Su likes to tail the incumbent, and wait for it to falter. Unlike Huang, she is not afraid to compete with Intel, and, in the past decade, A.M.D. has captured a large portion of Intel’s C.P.U. business, a feat that analysts once regarded as impossible. Recently, Su has turned her attention to the A.I. market. “Jensen does not want to lose. He’s a driven guy,” Forrest Norrod, the executive overseeing A.M.D.’s effort, said. “But we think we can compete with Nvidia.”
On a gloomy Friday afternoon in September, I drove to an upscale resort overlooking the Pacific to watch Huang be publicly interviewed by Hao Ko, the lead architect of Nvidia’s headquarters. I arrived early to find the two men facing the ocean, engaged in quiet conversation. They were dressed nearly identically, in black leather jackets, black jeans, and black shoes, although Ko was much taller. I was hoping to catch some candid statements about the future of computing; instead, I got a six-minute roast of Ko’s wardrobe. “Look at this guy!” Huang said. “He’s dressed just like me. He’s copying me—which is smart—only his pants have too many pockets.” Ko gave a nervous chuckle, and looked down at his designer jeans, which did have a few more zippered pockets than function would strictly demand. “Simplify, man!” Huang said, before turning to me. “That’s why he’s dressed like me. I taught this guy everything he knows.” (Huang’s wardrobe is widely imitated, and earlier this year he was featured in the Style section of the Times.)
The interview was sponsored by Gensler, one of the world’s leading corporate-design firms, and there were several hundred architects in attendance. As the event approached, Huang increased the intensity of his shtick, cracking a series of weak jokes and rocking back and forth on his feet. Huang does dozens of speaking gigs a year, and had given a talk to a different audience earlier that day, but I realized that he was nervous. “I hate public speaking,” he said.
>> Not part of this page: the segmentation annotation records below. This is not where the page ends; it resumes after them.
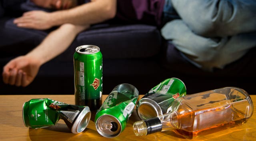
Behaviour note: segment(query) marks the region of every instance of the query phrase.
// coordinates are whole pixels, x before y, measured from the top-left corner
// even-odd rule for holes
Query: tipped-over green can
[[[174,99],[186,93],[186,86],[180,79],[167,79],[151,89],[140,99],[136,105],[138,115],[144,120],[168,113]]]
[[[62,119],[74,133],[88,125],[91,111],[88,106],[70,105],[48,98],[32,99],[23,104],[23,122],[27,127],[38,128],[54,125]]]
[[[126,127],[138,96],[138,91],[131,84],[116,86],[97,111],[95,121],[98,132],[109,138],[119,135]]]

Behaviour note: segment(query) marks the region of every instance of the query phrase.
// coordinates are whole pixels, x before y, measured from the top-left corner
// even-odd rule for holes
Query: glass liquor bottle
[[[168,113],[135,122],[135,135],[142,136],[173,130],[191,139],[242,125],[253,113],[250,95],[243,89],[234,87],[178,97],[170,108]]]

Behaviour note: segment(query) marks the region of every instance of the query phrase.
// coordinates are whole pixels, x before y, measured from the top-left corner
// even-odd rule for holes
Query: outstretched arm
[[[70,24],[62,25],[31,52],[6,65],[2,73],[4,82],[17,86],[27,86],[36,77],[41,66],[64,52],[77,34],[88,27]]]
[[[92,0],[73,8],[50,13],[38,10],[28,12],[14,22],[20,27],[39,30],[65,23],[91,24],[113,18],[116,11],[116,0]]]

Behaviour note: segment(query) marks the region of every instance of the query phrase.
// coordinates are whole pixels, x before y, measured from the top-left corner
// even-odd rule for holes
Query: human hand
[[[34,79],[40,65],[39,61],[26,56],[15,58],[4,67],[4,82],[17,86],[26,87]]]
[[[44,30],[53,26],[50,13],[43,11],[31,11],[24,13],[22,16],[13,21],[17,26],[37,30]]]

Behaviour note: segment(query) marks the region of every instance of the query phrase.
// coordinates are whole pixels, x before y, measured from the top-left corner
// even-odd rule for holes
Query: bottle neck
[[[178,129],[180,123],[176,112],[135,122],[134,131],[136,136],[145,135],[154,133]]]

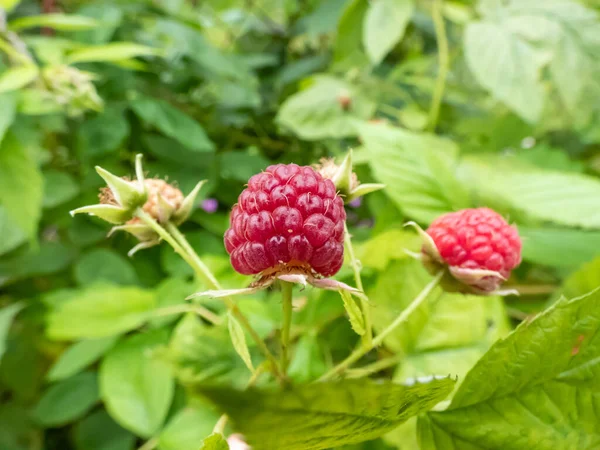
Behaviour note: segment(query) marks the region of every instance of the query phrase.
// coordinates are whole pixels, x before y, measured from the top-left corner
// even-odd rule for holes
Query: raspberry
[[[342,267],[345,220],[331,180],[308,166],[269,166],[233,207],[225,248],[244,275],[298,268],[328,277]]]
[[[488,270],[507,279],[521,263],[521,238],[517,229],[489,208],[444,214],[426,232],[443,262],[451,268]],[[500,278],[495,282],[487,278],[476,287],[492,291],[501,282]]]

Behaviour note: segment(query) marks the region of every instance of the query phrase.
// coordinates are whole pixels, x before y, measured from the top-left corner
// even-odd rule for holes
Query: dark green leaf
[[[100,392],[113,419],[149,438],[163,425],[174,384],[171,367],[157,355],[167,330],[153,330],[118,343],[100,367]]]
[[[192,117],[164,100],[140,97],[131,103],[133,111],[147,124],[195,152],[210,152],[214,144]]]
[[[100,410],[77,424],[74,440],[77,450],[132,450],[135,436]]]
[[[421,447],[596,448],[598,311],[598,290],[563,299],[498,341],[469,372],[450,408],[420,421]]]
[[[374,439],[431,409],[454,381],[404,386],[367,380],[289,390],[199,388],[256,450],[319,450]]]
[[[75,264],[75,280],[82,286],[96,282],[123,285],[139,282],[131,263],[108,249],[95,249],[84,254]]]
[[[54,305],[47,319],[51,339],[113,336],[142,325],[155,307],[152,292],[133,287],[91,286]]]
[[[0,204],[8,217],[33,237],[42,209],[42,174],[31,157],[12,135],[0,145]]]
[[[50,386],[33,410],[36,422],[57,427],[82,417],[99,400],[96,374],[84,372]]]

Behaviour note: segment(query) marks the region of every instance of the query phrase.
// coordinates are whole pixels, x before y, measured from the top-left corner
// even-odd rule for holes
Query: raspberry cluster
[[[328,277],[342,267],[345,220],[331,180],[308,166],[269,166],[240,194],[225,247],[245,275],[299,268]]]
[[[489,208],[445,214],[426,232],[451,267],[490,270],[506,279],[521,262],[517,229]]]

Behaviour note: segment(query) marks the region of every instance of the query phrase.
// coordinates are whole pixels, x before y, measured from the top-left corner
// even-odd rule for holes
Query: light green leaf
[[[77,450],[132,450],[135,436],[99,410],[75,426],[74,441]]]
[[[413,0],[369,2],[363,25],[363,43],[373,64],[383,61],[402,39],[414,8]]]
[[[10,326],[15,316],[21,311],[25,305],[23,303],[13,303],[0,309],[0,362],[6,351],[6,339]]]
[[[78,31],[95,28],[99,24],[91,17],[76,16],[74,14],[42,14],[39,16],[25,16],[11,20],[8,24],[11,30],[21,30],[32,27],[49,27],[60,31]]]
[[[12,135],[0,145],[0,205],[33,238],[42,209],[43,179],[28,149]]]
[[[543,54],[494,22],[473,22],[465,31],[465,57],[475,78],[524,120],[536,123],[546,94],[540,80]]]
[[[569,275],[556,290],[551,301],[561,297],[580,297],[600,286],[600,257],[596,257]]]
[[[140,97],[131,103],[133,111],[149,125],[157,128],[190,150],[212,152],[214,144],[206,135],[204,128],[183,111],[171,106],[164,100]]]
[[[356,120],[371,117],[375,110],[375,103],[345,81],[318,75],[309,83],[283,102],[276,118],[302,139],[356,136]]]
[[[202,441],[200,450],[229,450],[229,445],[221,433],[213,433]]]
[[[600,232],[597,231],[519,226],[519,235],[523,239],[523,259],[536,264],[573,268],[600,254]]]
[[[27,86],[38,77],[38,66],[28,64],[11,67],[0,74],[0,93],[16,91]]]
[[[54,208],[79,194],[79,185],[73,177],[65,172],[48,170],[44,172],[44,208]]]
[[[4,139],[4,134],[15,121],[17,115],[17,96],[12,93],[0,94],[0,144]]]
[[[454,175],[458,148],[451,141],[379,124],[362,124],[359,132],[375,177],[408,216],[428,223],[470,206]]]
[[[356,334],[362,336],[365,334],[365,318],[362,315],[360,306],[356,304],[350,293],[346,290],[340,289],[340,295],[344,301],[344,309],[348,314],[350,325]]]
[[[116,62],[139,56],[157,56],[161,51],[133,42],[111,42],[110,44],[83,47],[67,56],[69,64],[82,62]]]
[[[369,62],[362,49],[364,17],[367,14],[367,0],[352,0],[347,2],[340,17],[335,45],[334,60],[336,65],[344,68],[361,67]]]
[[[75,264],[74,274],[75,280],[82,286],[97,282],[138,284],[131,262],[109,249],[98,248],[85,253]]]
[[[117,344],[100,366],[100,393],[108,412],[144,438],[161,428],[173,399],[171,368],[156,354],[168,339],[166,329],[134,335]]]
[[[198,390],[215,402],[256,450],[319,450],[375,439],[431,409],[454,381],[410,386],[368,380],[314,383],[283,391]]]
[[[116,336],[77,342],[65,350],[50,368],[46,379],[59,381],[96,362],[117,342]]]
[[[212,432],[219,420],[212,405],[194,403],[181,410],[160,433],[160,450],[198,450],[198,443]]]
[[[81,418],[98,400],[96,374],[80,373],[50,386],[33,409],[33,417],[47,428],[63,426]]]
[[[242,361],[244,361],[244,364],[246,364],[246,367],[248,367],[250,372],[254,372],[254,366],[252,365],[250,350],[248,349],[248,344],[246,343],[244,329],[231,313],[227,315],[227,323],[229,328],[229,337],[233,343],[233,348],[237,354],[240,355],[240,358],[242,358]]]
[[[598,311],[598,290],[564,299],[498,341],[450,408],[419,420],[421,448],[597,448]]]
[[[91,286],[54,305],[46,334],[55,340],[93,339],[133,330],[155,306],[152,292],[133,287]]]

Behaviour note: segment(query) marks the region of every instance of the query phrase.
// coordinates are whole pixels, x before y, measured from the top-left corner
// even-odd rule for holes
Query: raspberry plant
[[[0,0],[0,450],[596,449],[598,27]]]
Onstage, though, he seemed relaxed and confident. He explained that the skylights on the undulating roof of his headquarters were positioned to illuminate the building while blocking direct sunlight. To calculate the design, Huang had strapped Ko into a virtual-reality headset and then attached the headset to a rack of Nvidia G.P.U.s, so that Ko could track the flow of light. “This is the world’s first building that needed a supercomputer to be possible,” Huang said.
Following the interview, Huang took questions from the audience, including one about the potential risks of A.I. “There’s the doomsday A.I.s—the A.I. that somehow jumped out of the computer and consumes tons and tons of information and learns all by itself, reshaping its attitude and sensibility, and starts making decisions on its own, including pressing buttons of all kinds,” Huang said, pantomiming pressing the buttons in the air. The room grew very quiet. “No A.I. should be able to learn without a human in the loop,” he said. One architect asked when A.I. might start to figure things out on its own. “Reasoning capability is two to three years out,” Huang said. A low murmur went through the crowd.
Afterward, I caught up with Ko. Like a lot of Huang’s jokes, the crack about teaching Ko “everything he knows” contained a pointed truth. Ko hadn’t yet made partner at Gensler when Huang chose him for the Nvidia headquarters, bypassing Ko’s boss. I asked Ko why Huang had done so. “You probably have heard stories,” Ko said. “He can be very tough. He will undress you.” Huang had no architecture experience, but he would often tell Ko that he was wrong about the building’s design. “I would say ninety per cent of architects would battle back,” Ko said. “I’m more of a listener.”
Ko recalled Huang challenging Nvidia’s engineering staff on the speed of the V.R. headset. The headset originally took five hours to render design changes; at Huang’s urging, the engineers got the speed down to ten seconds. “He was tough on them, but there was a logic to it,” Ko said. “If the headset took five hours, I’d probably settle on whatever shade of green looked adequate. If it took ten seconds, I’d take the time to pick the best shade of green there was.”
The buildings’ design won several awards and made Ko’s career. Still, Ko recalled his time on the project with mixed emotions. “The place was finished, it looks amazing, we’re doing the tour, and he’s questioning me about the placement of the water fountains,” Ko said. “He was upset because they were next to the bathrooms! That’s required by code, and this is a billion-dollar building! But he just couldn’t let it go.”
“I’m never satisfied,” Huang told me. “No matter what it is, I only see imperfections.”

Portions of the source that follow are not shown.